12 mars 2024
Conclusions de la commission mixte paritaire sur la proposition de loi visant à mieux protéger et accompagner les enfants victimes et covictimes de violences intrafamiliales - Voir le dossier législatif
Monsieur le Président,
Monsieur le Ministre,
Madame la Rapporteure,
Mes Chers Collègues,
Les violences intrafamiliales constituent à la fois des drames intimes et un phénomène de masse : drames intimes, parce qu’elles brisent la cohésion des familles et chargent les individus d’un immense fardeau ; phénomène de masse, parce que ce sont des millions de nos concitoyens qui en ont subi les conséquences.
On estime en effet que 10 à 20% des adultes ont subi de telles violences lorsqu’ils étaient mineurs. C’est considérable.
Et si l’on prend aussi en compte toutes les personnes qui ont été indirectement concernées par ces violences – les proches qui ont dû apporter leur aide, les associations et les professionnels qui se sont impliqués pour protéger les victimes –, on comprend que ces situations concernent en fait une proportion très importante de la population.
Dès lors, comment expliquer qu’il soit si difficile de prendre des mesures fortes pour endiguer le problème ?
Précisément parce que les violences familiales, avant d’être un phénomène de masse, constituent des drames intimes, où celui qui commet la violence, parfois le crime, occupe un rôle central dans la structure familiale, parce qu’il devrait donner de l’amour, et non provoquer de la souffrance.
Condamner un parent, le plus souvent un père violent, pour protéger une victime, le plus souvent une mère ou ses enfants, ce n’est jamais une bonne solution, mais c’est souvent la moins mauvaise. C’est en tout cas celle qui permet de mieux protéger les plus fragiles et d’éviter un engrenage infernal.
Le sujet est si délicat, qu’il s’avère difficile de prendre des mesures fortes.
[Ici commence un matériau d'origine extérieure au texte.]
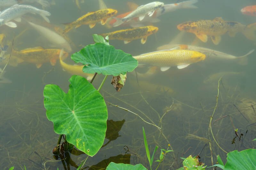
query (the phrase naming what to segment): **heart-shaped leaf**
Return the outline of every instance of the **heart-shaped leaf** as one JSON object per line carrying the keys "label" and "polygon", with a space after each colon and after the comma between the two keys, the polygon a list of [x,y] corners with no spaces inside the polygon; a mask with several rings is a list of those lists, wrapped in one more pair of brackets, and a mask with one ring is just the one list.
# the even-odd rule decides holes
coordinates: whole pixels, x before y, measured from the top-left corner
{"label": "heart-shaped leaf", "polygon": [[137,164],[132,165],[129,164],[124,164],[122,163],[116,164],[114,162],[110,162],[107,167],[106,170],[147,170],[147,168],[141,164]]}
{"label": "heart-shaped leaf", "polygon": [[58,86],[44,87],[44,107],[55,132],[66,135],[67,140],[92,156],[104,141],[108,110],[102,96],[85,78],[73,76],[65,93]]}
{"label": "heart-shaped leaf", "polygon": [[138,64],[131,54],[102,43],[88,45],[72,54],[71,58],[85,65],[83,69],[84,72],[114,76],[132,71]]}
Ce n’est pas par manque de volonté, mais simplement par souci d’équilibre. Après plus d’un an de navette parlementaire, la proposition de loi visant à mieux protéger et accompagner les enfants victimes et covictimes de violences intrafamiliales est sur le point d’être adoptée.
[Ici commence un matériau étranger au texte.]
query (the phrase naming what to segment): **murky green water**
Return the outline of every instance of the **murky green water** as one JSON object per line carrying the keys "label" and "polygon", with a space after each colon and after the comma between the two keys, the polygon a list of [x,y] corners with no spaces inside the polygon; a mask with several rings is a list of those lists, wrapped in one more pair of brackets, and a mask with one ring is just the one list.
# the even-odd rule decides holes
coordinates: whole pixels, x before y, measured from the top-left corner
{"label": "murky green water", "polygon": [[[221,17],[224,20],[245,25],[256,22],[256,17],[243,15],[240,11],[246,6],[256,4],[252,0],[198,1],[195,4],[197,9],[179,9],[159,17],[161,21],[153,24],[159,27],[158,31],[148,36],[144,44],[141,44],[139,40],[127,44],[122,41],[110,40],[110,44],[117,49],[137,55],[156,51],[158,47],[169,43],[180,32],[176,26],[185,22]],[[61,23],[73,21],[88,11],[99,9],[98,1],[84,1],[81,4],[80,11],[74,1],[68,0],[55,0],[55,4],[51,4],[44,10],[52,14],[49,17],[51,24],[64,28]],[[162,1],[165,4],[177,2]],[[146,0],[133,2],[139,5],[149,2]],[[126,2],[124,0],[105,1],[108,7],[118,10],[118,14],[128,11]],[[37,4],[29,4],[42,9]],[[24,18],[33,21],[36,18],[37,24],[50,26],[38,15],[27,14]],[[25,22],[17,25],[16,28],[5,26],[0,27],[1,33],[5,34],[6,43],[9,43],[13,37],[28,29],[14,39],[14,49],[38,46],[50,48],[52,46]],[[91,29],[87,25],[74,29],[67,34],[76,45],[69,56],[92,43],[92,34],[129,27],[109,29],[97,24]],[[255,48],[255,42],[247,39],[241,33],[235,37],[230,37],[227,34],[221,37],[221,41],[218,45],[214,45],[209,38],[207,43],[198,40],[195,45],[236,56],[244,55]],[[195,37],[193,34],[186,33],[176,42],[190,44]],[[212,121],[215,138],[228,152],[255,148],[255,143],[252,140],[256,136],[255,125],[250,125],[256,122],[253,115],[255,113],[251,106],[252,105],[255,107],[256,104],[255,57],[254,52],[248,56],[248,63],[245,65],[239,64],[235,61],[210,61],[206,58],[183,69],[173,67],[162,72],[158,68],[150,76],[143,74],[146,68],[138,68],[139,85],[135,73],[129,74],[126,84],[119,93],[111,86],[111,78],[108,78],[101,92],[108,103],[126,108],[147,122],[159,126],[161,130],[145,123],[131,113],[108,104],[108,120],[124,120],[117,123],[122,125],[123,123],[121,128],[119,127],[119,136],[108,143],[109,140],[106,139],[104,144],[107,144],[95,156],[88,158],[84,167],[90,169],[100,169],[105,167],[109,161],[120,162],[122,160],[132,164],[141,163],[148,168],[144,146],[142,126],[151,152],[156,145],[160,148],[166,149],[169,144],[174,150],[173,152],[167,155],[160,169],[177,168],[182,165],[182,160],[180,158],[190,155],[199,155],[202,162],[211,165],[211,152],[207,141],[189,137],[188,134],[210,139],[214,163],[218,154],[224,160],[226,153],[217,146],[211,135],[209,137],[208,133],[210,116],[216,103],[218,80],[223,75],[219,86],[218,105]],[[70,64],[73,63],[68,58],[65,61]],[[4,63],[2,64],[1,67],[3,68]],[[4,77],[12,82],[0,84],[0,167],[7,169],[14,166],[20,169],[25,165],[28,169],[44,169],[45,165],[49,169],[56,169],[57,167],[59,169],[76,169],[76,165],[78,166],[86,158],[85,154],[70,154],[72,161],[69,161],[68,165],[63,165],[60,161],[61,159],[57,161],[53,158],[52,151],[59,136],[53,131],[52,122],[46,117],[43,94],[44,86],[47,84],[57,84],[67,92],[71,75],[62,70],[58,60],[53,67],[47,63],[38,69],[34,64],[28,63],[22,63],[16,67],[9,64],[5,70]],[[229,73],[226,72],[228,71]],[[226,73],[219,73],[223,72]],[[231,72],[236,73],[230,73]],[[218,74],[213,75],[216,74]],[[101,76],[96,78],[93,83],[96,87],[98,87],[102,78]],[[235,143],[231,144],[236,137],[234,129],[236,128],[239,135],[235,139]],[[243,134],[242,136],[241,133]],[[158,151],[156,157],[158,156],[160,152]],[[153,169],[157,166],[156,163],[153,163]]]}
Les débats à l’Assemblée et au Sénat ont permis d’aboutir à un texte de compromis. La convergence des vues nous amène, je le crois, à une solution à la fois consensuelle et efficace. Le Groupe Les Indépendants la votera sans hésitation.
En première comme en deuxième lectures, notre Groupe avait soutenu la position de la Commission des Lois du Sénat sur l’article 1er, au sujet duquel se concentrait l’essentiel du débat.
Cet article prévoit la suspension provisoire, de plein droit, de l'exercice de l'autorité parentale et des droits de visite et d'hébergement, dès le stade des poursuites, pour le parent poursuivi pour crime contre l'autre parent ou pour crime ou agression sexuelle sur son enfant.
Notre Groupe jugeait plus pertinent de conserver le caractère temporaire de cette suspension, tout en laissant une place centrale au juge dans la procédure. Dans le texte issu de la Commission Mixte Paritaire, il n’est plus question du délai maximal de 6 mois qui avait été voté en première lecture par le Sénat. Mais le rôle du juge dans la procédure est renforcé.
Nous espérons que cette nouvelle mouture permettra de mieux protéger les enfants. Car c’est là, je crois, notre priorité : non pas d’abord punir plus sévèrement le parent ayant commis la violence, mais d’abord protéger l’enfant, en le mettant à l’abri des violences, tout en lui permettant de conserver un lien avec ses parents, pourvu que ce lien ne nuise pas à son développement personnel.
Ainsi, la nouvelle version de l’article 1er ne retient plus le cas des violences volontaires ayant entraîné une interruption temporaire de travail de plus de 8 jours, comme motif entraînant la suspension automatique de l'exercice de l'autorité parentale et des droits de visite et d'hébergement.
Cette version nous semble plus équilibrée. Encore une fois, l’objectif n’est pas de protéger un parent violent, mais bien de préserver le développement de l’enfant.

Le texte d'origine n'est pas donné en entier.